# Lighting an ADA Mini Cube M aquarium.



## Pops (26 Mar 2022)

Good day all!  I`m in the process of getting together what`s needed for a planted ADA Mini Cube M aquarium. Most things are personal preference or tech requirements. However I`ve hit a brick wall with the lighting. It seems the lighting of choice is the Twinstar 360ES but this would not allow for emergent plants in the way an adjustable light would. I`m looking for recommendations for such lights that would do this. Thanks in advance.


----------



## Garuf (26 Mar 2022)

Any 300mm light with adjustable lights will work. 
Chihiros, twinstar etc.


----------



## FrankR (26 Mar 2022)

I bought a Chihiros C2 RGB for my Denerle Nanocube. 1580lm, reasonably priced and  can be programmed via the "My Chihiros" app. I'm sure there are other cheaper or more expensive options though.


----------



## Wookii (26 Mar 2022)

FrankR said:


> I bought a Chihiros C2 RGB for my Denerle Nanocube. 1580lm, reasonably priced and  can be programmed via the "My Chihiros" app. I'm sure there are other cheaper or more expensive options though.
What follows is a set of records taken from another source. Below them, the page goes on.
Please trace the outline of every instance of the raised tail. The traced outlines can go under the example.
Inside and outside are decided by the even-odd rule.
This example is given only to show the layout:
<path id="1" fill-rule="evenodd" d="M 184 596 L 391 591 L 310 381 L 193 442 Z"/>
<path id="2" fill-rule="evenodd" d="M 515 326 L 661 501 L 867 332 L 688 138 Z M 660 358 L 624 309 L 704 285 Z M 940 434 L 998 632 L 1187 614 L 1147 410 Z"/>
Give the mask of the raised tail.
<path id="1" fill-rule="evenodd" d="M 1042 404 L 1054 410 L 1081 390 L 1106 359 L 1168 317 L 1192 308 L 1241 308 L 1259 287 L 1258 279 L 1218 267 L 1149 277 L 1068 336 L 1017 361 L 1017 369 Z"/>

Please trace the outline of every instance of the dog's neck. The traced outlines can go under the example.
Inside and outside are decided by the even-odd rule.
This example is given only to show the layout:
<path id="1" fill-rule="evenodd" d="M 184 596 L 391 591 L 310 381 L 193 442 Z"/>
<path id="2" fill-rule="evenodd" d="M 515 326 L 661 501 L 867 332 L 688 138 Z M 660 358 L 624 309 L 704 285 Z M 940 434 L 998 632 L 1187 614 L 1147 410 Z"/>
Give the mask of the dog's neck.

+1 to this, have one over my 36cm shrimp tank, and it works great.


----------



## plantnoobdude (26 Mar 2022)

dont have the c2, but have the wrgb2. I believe they have the same leds and app so my thoughts should be relevant. the lights are unbelievably powerful. we're talking 300+par. the colour rendition is great and the ability to adjust light through the day is great, you can even change the spectrum throughout the day if you wish, for example a more warm yellow tone in the morning and a bluer cool white in the afternoon. rgb channells individually controlled and built in timer aswell. Some people say the app is hard to use, but I don't know it works fine for me.


----------



## Wookii (26 Mar 2022)

plantnoobdude said:


> dont have the c2, but have the wrgb2. I believe they have the same leds and app so my thoughts should be relevant. the lights are unbelievably powerful. we're talking 300+par. the colour rendition is great and the ability to adjust light through the day is great, you can even change the spectrum throughout the day if you wish, for example a more warm yellow tone in the morning and a bluer cool white in the afternoon. rgb channells individually controlled and built in timer aswell. Some people say the app is hard to use, but I don't know it works fine for me.



Yep, same LED’s. The C2 is very powerful too, especially considering it’s size - 1580 lumens. I run mine at 17% on my shrimp tank.


----------



## Pops (28 Mar 2022)

Thanks for the food for thought folks


----------



## TheOslo (1 May 2022)

Onf flat nano


----------